Tips to protect your skin against the winter weather.We are two major snowstorms into winter and suffering from massively cold weather on the East Coast, and my skin has been feeling the hurt. The freezing, icy wind is blistering my cheeks and my apartment provides no relief, with dry heat that is stripping moisture out of my skin, making my complexion dull and my eczema flair. If you’re in a similar position with your skin, here are my tips to cope.

  • Don’t be afraid to moisturize. Look for creamier, more emollient moisturizers. Some key ingredients to look for are glycerin, shea butter, and natural oils like jojoba or sunflower oil. Moisturizers that leave a little barrier on the surface skin (often called occlusive moisturizers by pros) are best for being out in the elements because it will protect from wind and cold. Avoid ingredients like mineral oil, petrolatum, and paraffin.

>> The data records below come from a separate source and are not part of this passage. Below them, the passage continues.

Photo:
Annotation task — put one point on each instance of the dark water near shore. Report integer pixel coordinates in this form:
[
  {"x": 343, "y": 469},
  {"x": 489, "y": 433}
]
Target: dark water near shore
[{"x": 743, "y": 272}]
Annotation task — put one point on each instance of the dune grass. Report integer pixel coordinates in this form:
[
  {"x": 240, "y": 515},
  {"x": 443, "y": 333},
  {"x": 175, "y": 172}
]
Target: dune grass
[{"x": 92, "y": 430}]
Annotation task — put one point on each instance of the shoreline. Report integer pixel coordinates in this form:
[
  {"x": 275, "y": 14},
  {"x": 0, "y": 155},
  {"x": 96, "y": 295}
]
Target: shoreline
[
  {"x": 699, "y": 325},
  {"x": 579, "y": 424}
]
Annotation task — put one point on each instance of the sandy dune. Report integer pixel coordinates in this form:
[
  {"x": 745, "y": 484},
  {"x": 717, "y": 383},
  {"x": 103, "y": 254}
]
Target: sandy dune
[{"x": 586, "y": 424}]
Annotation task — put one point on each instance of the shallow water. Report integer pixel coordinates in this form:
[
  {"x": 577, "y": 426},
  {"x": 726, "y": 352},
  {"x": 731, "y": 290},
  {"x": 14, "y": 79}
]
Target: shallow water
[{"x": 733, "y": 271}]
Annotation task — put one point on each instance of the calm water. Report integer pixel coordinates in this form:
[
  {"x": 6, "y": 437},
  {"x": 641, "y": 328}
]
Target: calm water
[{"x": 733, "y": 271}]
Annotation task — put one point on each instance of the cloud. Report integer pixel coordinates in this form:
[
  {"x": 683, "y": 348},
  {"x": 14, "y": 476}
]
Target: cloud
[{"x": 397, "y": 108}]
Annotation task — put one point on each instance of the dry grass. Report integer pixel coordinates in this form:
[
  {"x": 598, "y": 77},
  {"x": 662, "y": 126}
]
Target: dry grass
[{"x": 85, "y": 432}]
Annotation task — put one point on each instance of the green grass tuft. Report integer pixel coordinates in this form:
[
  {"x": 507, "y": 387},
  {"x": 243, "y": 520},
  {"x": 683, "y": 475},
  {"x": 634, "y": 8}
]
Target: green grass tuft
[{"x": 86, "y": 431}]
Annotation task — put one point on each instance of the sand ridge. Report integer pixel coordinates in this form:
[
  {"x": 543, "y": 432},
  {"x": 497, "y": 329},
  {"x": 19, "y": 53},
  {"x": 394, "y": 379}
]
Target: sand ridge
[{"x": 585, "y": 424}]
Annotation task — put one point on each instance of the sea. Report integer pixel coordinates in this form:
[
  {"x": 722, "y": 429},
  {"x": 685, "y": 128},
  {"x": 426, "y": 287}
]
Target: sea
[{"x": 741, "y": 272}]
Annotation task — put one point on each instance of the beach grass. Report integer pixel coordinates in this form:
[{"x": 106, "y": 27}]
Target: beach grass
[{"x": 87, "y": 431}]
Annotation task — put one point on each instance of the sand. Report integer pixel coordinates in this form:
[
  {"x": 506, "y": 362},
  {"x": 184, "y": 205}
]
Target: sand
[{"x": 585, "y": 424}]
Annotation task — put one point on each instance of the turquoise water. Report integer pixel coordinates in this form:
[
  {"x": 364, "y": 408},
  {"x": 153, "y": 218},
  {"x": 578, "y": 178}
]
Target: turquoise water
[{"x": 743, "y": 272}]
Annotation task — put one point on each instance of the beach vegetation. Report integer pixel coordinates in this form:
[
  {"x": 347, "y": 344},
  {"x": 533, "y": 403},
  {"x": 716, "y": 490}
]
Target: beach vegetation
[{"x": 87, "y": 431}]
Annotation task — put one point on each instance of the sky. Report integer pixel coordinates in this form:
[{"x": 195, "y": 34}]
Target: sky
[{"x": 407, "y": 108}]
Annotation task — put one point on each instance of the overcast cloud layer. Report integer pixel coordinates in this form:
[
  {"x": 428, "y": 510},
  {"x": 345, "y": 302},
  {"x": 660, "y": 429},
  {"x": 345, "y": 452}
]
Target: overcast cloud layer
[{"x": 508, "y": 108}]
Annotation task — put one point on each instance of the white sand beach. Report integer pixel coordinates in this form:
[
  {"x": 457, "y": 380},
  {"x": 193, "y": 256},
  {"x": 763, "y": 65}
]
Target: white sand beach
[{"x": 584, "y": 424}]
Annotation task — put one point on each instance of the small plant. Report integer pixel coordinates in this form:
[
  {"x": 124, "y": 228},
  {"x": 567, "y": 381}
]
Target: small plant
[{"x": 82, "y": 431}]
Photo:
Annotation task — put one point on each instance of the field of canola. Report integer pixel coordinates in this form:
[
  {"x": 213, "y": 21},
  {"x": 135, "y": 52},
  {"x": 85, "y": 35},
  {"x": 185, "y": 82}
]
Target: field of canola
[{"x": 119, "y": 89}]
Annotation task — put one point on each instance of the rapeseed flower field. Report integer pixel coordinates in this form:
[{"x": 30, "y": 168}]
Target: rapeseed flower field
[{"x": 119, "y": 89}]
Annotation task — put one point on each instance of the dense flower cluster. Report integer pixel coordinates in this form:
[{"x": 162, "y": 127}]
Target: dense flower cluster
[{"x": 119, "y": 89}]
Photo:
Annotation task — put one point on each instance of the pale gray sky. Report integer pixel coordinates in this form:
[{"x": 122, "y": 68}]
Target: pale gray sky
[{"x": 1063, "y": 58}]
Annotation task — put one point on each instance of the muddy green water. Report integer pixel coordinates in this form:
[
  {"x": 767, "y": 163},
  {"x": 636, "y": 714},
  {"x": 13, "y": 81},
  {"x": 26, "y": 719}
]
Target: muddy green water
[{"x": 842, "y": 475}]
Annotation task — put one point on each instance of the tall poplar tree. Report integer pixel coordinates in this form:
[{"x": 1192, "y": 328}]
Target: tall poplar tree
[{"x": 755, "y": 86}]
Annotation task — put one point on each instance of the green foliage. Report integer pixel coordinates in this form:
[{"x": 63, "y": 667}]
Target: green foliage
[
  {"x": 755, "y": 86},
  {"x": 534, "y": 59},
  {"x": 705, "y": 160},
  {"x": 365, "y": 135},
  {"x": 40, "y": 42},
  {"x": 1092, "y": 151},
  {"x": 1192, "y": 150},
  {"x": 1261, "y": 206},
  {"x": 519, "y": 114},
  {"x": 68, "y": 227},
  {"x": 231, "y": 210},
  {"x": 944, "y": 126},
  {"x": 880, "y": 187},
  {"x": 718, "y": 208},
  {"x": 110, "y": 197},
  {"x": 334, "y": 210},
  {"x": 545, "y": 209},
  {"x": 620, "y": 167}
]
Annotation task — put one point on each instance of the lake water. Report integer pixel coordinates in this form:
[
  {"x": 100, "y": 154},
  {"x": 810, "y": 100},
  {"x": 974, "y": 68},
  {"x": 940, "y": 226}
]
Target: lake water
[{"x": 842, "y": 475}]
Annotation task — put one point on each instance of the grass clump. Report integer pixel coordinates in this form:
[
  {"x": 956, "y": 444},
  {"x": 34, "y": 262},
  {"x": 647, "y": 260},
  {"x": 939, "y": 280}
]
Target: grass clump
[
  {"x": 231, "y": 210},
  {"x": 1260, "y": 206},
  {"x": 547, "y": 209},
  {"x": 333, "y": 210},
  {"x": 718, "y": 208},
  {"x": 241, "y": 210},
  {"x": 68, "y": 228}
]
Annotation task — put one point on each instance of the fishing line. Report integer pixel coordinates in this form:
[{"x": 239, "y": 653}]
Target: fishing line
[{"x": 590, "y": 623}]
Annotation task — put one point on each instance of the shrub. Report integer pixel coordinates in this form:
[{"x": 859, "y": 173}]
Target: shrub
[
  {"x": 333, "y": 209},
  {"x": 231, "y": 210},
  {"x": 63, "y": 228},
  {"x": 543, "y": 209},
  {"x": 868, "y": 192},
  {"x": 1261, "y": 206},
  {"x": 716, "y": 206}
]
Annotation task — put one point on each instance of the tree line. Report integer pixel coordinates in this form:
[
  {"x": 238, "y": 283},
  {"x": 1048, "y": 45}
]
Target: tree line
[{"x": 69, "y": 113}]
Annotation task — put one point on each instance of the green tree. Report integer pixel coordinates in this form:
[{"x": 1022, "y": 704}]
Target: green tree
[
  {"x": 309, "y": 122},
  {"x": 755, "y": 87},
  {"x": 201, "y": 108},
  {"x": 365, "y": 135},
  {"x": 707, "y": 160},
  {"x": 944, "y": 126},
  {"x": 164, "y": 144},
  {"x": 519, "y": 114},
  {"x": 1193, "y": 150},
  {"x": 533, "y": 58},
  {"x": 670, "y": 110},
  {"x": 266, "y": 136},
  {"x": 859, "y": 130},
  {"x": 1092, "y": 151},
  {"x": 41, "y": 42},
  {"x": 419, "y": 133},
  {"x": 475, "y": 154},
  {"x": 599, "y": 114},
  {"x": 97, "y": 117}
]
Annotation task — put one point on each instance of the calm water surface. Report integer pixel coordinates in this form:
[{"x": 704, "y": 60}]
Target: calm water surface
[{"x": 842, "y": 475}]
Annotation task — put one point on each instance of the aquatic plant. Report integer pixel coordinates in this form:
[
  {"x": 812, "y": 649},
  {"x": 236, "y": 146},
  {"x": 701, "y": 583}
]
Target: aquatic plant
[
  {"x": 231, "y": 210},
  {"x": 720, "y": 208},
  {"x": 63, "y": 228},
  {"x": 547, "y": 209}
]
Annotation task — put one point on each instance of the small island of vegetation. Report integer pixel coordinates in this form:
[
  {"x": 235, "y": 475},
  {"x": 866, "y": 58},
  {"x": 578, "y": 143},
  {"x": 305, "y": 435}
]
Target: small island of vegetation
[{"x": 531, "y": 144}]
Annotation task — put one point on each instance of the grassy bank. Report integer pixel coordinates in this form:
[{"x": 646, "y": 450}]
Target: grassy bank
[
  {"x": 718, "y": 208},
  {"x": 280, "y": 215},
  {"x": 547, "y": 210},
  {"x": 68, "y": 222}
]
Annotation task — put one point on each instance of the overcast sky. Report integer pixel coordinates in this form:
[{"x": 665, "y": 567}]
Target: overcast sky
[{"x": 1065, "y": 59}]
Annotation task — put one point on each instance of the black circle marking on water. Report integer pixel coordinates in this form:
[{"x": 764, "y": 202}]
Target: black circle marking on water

  • Use a Vitamin C serum to repair and rebuild weather-damaged skin. Vitamin C is anti-inflammatory, which will help to calm redness and irritation caused by aggressive weather. Look for ingredients like L-ascorbic acid or Vitamin C Ester. Use it in the morning for extra antioxidant protection.
  • Keep exfoliating, but make it gentle. Dry, dead skin cells can accumulate on the surface of the skin, leading to uneven texture and making it more difficult for your moisturizer to penetrate. Stick with exfoliating masks using lactic acid or fruit enzymes, which both exfoliate and hydrate at the same time. Your best-case scenario product also has plenty of antioxidants as well.
  • Try a mask for an extra punch. Moisturizing masks can provide a boost in moisture levels and extra skin soothing ingredients to calm irritated, parched skin. Try one right after your shower to seal the extra hydration into your skin.
  • Remember your sunscreen. Yes, you still need it. As long as there is light, you need to wear sun protection. Try a sunscreen with zinc oxide for the added benefits of skin soothing and redness reducing.
  • Eat more guacamole.  [Tweet this!] Avocados are high in monounsaturated fats and can help to moisturize your skin from the inside. Plus, it’s tasty.

Hopefully, a few tips to tweak your routine will help you survive the remaining winter days. We can all count down to spring together.